If you’ve missed a few payments on your auto loan and are concerned about the lender repossessing your car, here are some options to consider that may allow you to either keep you car, or lessen the impact on your finances:

  • Can you re-finance the loan so that you can better afford the payments? Credit unions usually offer better rates than more conventional auto lenders.
  • Can you sell the car to a private party and get enough cash back to repay the loan?
  • Will the creditor negotiate waiving any deficiency balance or a less damaging mark on your credit if you voluntarily surrender the vehicle to them? If so, make sure you get that promise in writing. You may want to talk to a lawyer before voluntarily turning over your vehicle to make sure you do not have any defenses to the repossession.
  • Is filing bankruptcy an option? If so, consider discussing your bankruptcy options with us.

If you’ve explored all of these options with no luck, and repossession seems like a sure thing, here are some tips:

  • Keep all letters and documents related to the repossession, including the envelopes;
  • Remove any non-essential personal property from your car (don’t forget the glovebox and trunk). Make a detailed list of any things that you must keep in the car, like jumper cables, child seats, flashlights, tools, etc. Or better yet, take pictures or video;
  • You don’t have to consent to the repo man entering your house or garage.
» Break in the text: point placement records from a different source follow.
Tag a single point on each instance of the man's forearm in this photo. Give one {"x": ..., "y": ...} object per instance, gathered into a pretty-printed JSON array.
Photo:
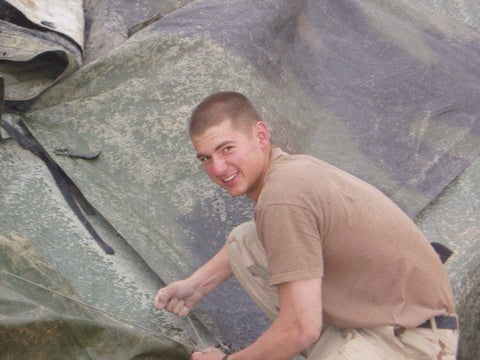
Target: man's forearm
[
  {"x": 213, "y": 273},
  {"x": 279, "y": 342}
]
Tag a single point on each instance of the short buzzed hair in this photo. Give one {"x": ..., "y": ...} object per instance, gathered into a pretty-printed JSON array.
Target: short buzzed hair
[{"x": 225, "y": 105}]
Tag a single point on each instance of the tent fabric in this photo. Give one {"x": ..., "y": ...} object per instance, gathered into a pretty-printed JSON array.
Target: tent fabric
[
  {"x": 40, "y": 324},
  {"x": 38, "y": 45},
  {"x": 386, "y": 90},
  {"x": 121, "y": 285}
]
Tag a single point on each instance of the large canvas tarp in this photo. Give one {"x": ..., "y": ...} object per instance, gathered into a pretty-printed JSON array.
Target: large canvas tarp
[{"x": 386, "y": 90}]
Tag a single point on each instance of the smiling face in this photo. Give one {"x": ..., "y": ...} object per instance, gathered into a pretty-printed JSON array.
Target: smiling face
[{"x": 235, "y": 159}]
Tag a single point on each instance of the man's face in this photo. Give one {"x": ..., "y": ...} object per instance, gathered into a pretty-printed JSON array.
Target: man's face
[{"x": 234, "y": 159}]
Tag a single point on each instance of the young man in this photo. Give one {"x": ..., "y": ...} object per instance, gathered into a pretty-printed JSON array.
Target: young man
[{"x": 325, "y": 248}]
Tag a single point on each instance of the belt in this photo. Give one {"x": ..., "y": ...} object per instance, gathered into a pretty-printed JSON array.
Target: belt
[{"x": 442, "y": 321}]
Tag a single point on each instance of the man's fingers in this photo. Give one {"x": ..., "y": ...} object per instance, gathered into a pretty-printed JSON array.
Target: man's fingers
[
  {"x": 163, "y": 297},
  {"x": 184, "y": 311}
]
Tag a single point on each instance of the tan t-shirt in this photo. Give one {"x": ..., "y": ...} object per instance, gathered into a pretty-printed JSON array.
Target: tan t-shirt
[{"x": 316, "y": 220}]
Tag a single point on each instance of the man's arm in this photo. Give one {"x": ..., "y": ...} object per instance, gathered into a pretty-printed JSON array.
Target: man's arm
[
  {"x": 298, "y": 325},
  {"x": 180, "y": 296}
]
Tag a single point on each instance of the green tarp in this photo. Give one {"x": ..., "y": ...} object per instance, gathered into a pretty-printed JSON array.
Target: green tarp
[{"x": 386, "y": 90}]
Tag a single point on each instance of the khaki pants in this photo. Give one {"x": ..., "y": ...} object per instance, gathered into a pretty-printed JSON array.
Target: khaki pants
[{"x": 249, "y": 264}]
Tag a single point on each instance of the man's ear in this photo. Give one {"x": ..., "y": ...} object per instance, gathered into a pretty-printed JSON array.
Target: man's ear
[{"x": 262, "y": 133}]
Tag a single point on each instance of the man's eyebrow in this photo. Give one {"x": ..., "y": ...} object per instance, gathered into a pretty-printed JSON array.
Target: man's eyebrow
[{"x": 219, "y": 146}]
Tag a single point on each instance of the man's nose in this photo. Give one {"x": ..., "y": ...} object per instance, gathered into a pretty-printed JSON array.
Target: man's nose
[{"x": 219, "y": 166}]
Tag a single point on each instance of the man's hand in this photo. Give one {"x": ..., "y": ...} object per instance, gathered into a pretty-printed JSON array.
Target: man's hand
[
  {"x": 179, "y": 297},
  {"x": 209, "y": 354}
]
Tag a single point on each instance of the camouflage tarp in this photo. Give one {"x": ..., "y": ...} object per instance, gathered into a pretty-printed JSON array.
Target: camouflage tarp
[{"x": 386, "y": 90}]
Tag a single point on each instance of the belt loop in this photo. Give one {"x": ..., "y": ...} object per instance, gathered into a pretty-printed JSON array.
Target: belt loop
[{"x": 433, "y": 324}]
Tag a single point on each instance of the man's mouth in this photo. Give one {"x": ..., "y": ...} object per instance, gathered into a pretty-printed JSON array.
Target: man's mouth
[{"x": 230, "y": 178}]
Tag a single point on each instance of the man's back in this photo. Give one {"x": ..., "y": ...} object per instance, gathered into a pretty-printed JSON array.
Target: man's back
[{"x": 377, "y": 267}]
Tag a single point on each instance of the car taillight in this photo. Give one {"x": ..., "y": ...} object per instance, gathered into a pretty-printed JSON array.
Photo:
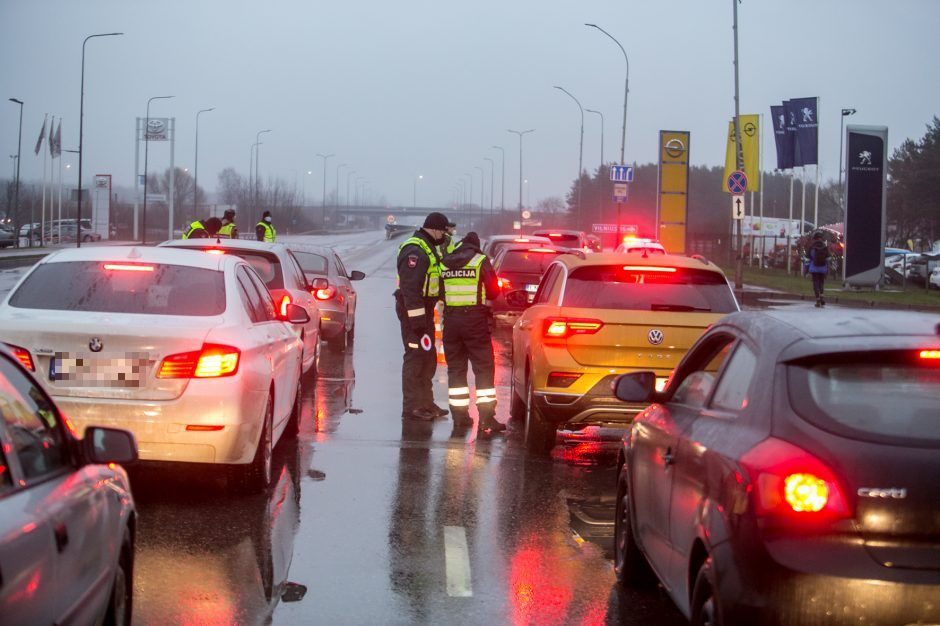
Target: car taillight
[
  {"x": 324, "y": 294},
  {"x": 23, "y": 355},
  {"x": 793, "y": 485},
  {"x": 564, "y": 327},
  {"x": 213, "y": 361}
]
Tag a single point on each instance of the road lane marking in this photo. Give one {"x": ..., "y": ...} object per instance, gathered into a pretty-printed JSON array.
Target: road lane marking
[{"x": 457, "y": 562}]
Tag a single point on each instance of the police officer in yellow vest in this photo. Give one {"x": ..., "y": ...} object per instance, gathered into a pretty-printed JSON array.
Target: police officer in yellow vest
[
  {"x": 418, "y": 291},
  {"x": 264, "y": 230},
  {"x": 229, "y": 230},
  {"x": 469, "y": 284}
]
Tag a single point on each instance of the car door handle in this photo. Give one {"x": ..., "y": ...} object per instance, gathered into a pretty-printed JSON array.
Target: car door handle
[{"x": 61, "y": 536}]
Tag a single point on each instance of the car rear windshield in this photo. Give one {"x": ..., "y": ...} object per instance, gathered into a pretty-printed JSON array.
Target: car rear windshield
[
  {"x": 526, "y": 261},
  {"x": 312, "y": 263},
  {"x": 877, "y": 396},
  {"x": 649, "y": 289},
  {"x": 122, "y": 288}
]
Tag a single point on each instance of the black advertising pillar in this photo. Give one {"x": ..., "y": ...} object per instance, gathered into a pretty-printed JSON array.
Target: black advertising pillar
[{"x": 865, "y": 195}]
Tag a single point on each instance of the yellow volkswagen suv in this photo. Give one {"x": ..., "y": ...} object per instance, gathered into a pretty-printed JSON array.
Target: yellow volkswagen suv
[{"x": 595, "y": 318}]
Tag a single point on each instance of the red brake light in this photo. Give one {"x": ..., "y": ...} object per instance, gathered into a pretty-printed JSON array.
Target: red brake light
[
  {"x": 23, "y": 356},
  {"x": 791, "y": 484},
  {"x": 213, "y": 361},
  {"x": 564, "y": 327},
  {"x": 122, "y": 267}
]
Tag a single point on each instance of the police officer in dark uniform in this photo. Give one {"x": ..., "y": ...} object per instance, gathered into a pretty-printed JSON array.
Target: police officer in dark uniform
[
  {"x": 470, "y": 283},
  {"x": 418, "y": 291}
]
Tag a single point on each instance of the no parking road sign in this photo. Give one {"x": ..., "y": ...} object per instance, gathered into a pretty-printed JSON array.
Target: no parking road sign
[{"x": 737, "y": 182}]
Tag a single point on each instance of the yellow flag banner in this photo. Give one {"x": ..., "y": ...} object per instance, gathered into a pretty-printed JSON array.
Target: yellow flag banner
[{"x": 750, "y": 146}]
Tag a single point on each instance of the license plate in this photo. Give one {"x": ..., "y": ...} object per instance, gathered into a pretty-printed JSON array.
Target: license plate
[{"x": 76, "y": 370}]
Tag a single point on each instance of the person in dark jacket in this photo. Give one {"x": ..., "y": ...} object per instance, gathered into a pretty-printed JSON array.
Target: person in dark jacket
[
  {"x": 818, "y": 265},
  {"x": 419, "y": 288},
  {"x": 470, "y": 283}
]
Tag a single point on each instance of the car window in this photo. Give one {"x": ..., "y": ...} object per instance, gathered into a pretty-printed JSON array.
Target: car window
[
  {"x": 31, "y": 423},
  {"x": 145, "y": 288},
  {"x": 732, "y": 391},
  {"x": 267, "y": 302},
  {"x": 644, "y": 288}
]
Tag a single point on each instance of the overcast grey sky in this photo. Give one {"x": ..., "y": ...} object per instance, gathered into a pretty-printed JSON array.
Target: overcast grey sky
[{"x": 401, "y": 88}]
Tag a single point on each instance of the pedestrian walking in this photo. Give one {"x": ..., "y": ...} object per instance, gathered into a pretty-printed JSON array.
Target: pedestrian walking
[
  {"x": 470, "y": 283},
  {"x": 818, "y": 265},
  {"x": 264, "y": 230},
  {"x": 419, "y": 289}
]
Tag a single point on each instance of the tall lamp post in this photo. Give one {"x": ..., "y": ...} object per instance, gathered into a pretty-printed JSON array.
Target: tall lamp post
[
  {"x": 196, "y": 167},
  {"x": 520, "y": 133},
  {"x": 580, "y": 152},
  {"x": 143, "y": 217},
  {"x": 325, "y": 157},
  {"x": 16, "y": 192},
  {"x": 845, "y": 113},
  {"x": 502, "y": 180},
  {"x": 81, "y": 122},
  {"x": 602, "y": 131}
]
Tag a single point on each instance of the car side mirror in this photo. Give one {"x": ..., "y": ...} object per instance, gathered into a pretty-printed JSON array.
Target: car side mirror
[
  {"x": 635, "y": 387},
  {"x": 296, "y": 314},
  {"x": 518, "y": 299},
  {"x": 109, "y": 445}
]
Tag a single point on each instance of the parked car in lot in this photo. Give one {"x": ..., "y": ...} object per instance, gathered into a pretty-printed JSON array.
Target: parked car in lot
[
  {"x": 184, "y": 349},
  {"x": 789, "y": 472},
  {"x": 67, "y": 516},
  {"x": 599, "y": 316},
  {"x": 338, "y": 298},
  {"x": 281, "y": 274}
]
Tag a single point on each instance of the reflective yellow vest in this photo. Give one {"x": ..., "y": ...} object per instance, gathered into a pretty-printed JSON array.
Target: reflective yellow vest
[
  {"x": 462, "y": 286},
  {"x": 432, "y": 282}
]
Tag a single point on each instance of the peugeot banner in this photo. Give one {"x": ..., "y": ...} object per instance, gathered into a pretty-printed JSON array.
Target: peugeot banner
[
  {"x": 807, "y": 128},
  {"x": 784, "y": 154},
  {"x": 865, "y": 195}
]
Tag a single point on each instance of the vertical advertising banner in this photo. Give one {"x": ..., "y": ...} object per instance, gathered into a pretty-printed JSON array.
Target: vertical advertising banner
[
  {"x": 672, "y": 202},
  {"x": 865, "y": 202}
]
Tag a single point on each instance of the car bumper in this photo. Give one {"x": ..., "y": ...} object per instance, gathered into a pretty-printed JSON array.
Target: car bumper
[{"x": 160, "y": 427}]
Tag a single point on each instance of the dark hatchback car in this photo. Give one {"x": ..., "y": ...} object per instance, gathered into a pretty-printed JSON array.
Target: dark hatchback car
[{"x": 790, "y": 472}]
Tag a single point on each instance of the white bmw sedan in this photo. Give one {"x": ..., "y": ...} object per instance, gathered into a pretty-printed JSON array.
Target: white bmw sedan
[{"x": 184, "y": 349}]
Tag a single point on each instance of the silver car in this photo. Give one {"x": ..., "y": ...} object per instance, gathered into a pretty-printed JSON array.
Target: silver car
[
  {"x": 67, "y": 517},
  {"x": 338, "y": 300}
]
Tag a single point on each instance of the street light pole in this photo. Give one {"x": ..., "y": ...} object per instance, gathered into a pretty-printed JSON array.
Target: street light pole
[
  {"x": 602, "y": 132},
  {"x": 16, "y": 192},
  {"x": 580, "y": 153},
  {"x": 845, "y": 112},
  {"x": 143, "y": 217},
  {"x": 502, "y": 180},
  {"x": 520, "y": 133},
  {"x": 81, "y": 122},
  {"x": 196, "y": 168}
]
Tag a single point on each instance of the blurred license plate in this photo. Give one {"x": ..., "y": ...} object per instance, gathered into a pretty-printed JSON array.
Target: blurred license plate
[{"x": 126, "y": 370}]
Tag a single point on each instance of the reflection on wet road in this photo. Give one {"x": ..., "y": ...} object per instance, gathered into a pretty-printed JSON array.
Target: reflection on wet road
[{"x": 373, "y": 520}]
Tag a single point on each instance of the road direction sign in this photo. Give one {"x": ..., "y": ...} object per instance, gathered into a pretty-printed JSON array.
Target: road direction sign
[
  {"x": 621, "y": 173},
  {"x": 737, "y": 182}
]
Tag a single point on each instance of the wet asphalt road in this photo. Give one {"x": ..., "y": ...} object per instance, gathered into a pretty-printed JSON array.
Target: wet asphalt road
[{"x": 373, "y": 520}]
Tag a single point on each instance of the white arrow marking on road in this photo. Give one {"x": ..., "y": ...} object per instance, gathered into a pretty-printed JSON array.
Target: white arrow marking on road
[{"x": 457, "y": 562}]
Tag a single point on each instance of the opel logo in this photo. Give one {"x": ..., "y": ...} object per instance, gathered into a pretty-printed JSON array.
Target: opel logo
[{"x": 674, "y": 148}]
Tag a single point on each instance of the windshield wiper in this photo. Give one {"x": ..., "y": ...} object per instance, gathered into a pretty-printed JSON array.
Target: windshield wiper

But never use violence against the repo man. Keeping your car isn’t worth risking a violent or dangerous confrontation.
  • Even if the lender is legally entitled to seize your car, the repo man can’t use violence or the threat of violence during the repossession. It’s also illegal for the repo agent to break into a locked garage or to use the police to aid in the repossession. If any of these things happen during the repossession, you should discuss the situation immediately with an attorney.

Most of these suggestions will take a while to work out, so consider keeping your car in a locked garage while you work out the details.  Before you do, though, read this post because there may be criminal penalties for fraudulently concealing your vehicle if the lender is legally entitled to repossess it. You should also be proactive and discuss your situation with an attorney. Don’t wait until the repo man is knocking on your door to act, because at that point, it’s going to be very difficult for an attorney to prevent the repossession.